An estimated 300 of about 420 eligible players voted Aug. 30 and Thursday in the election handled by the National Labor Relations Board. Ballots cast against decertification, in effect, ratified a six-year collective bargaining agreement reached Aug. 8 between the league and union executives.
U.S. District Judge David Doty said yesterday in Minneapolis he would wait for the results of the voting before deciding whether to lift the owners' lockout that has been in place since July 1 and threatens the start of the season.

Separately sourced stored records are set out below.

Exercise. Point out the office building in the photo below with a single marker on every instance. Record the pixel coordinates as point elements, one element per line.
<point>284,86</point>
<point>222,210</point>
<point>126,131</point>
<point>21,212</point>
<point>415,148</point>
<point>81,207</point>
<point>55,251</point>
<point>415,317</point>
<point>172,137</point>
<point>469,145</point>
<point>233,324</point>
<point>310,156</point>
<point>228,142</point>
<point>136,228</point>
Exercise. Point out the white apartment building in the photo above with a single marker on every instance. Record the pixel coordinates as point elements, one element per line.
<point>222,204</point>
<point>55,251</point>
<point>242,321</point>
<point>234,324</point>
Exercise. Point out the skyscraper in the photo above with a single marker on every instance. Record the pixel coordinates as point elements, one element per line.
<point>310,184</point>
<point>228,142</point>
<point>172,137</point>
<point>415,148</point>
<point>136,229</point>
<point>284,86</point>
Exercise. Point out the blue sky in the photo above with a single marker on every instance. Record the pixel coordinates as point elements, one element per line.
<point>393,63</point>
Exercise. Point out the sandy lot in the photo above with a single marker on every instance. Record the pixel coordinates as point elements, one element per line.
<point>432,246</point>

Doty heard arguments on the antitrust suit filed against the league by Chicago's Michael Jordan, New York's Patrick Ewing and 14 other dissident players. Those players sought a preliminary injunction to end the lockout, but the NLRB argued the court should delay action.

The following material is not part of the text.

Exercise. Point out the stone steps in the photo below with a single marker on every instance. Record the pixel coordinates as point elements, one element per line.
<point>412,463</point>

Free agent Scott Skiles, who spent last season with Washington, asked to be removed as a plaintiff in the players' suit. Skiles' agent, Keith Glass, withdrew from the 14-member agents advisory committee that has supported decertification, saying he was "very uneasy about both sides."
Doty gave no indication of how he would rule on the players' suit, nor did he say whether he would grant the league's motion to transfer the case to federal court in New York.
Two unfair labor practice complaints remain: one filed by the league against the agents, the other by Sacramento's Mitch Richmond against commissioner David Stern.
Even if decertification fails, the lockout is expected to remain in place for at least an additional week. That would allow time for the player reps and the owners to hold formal ratification votes.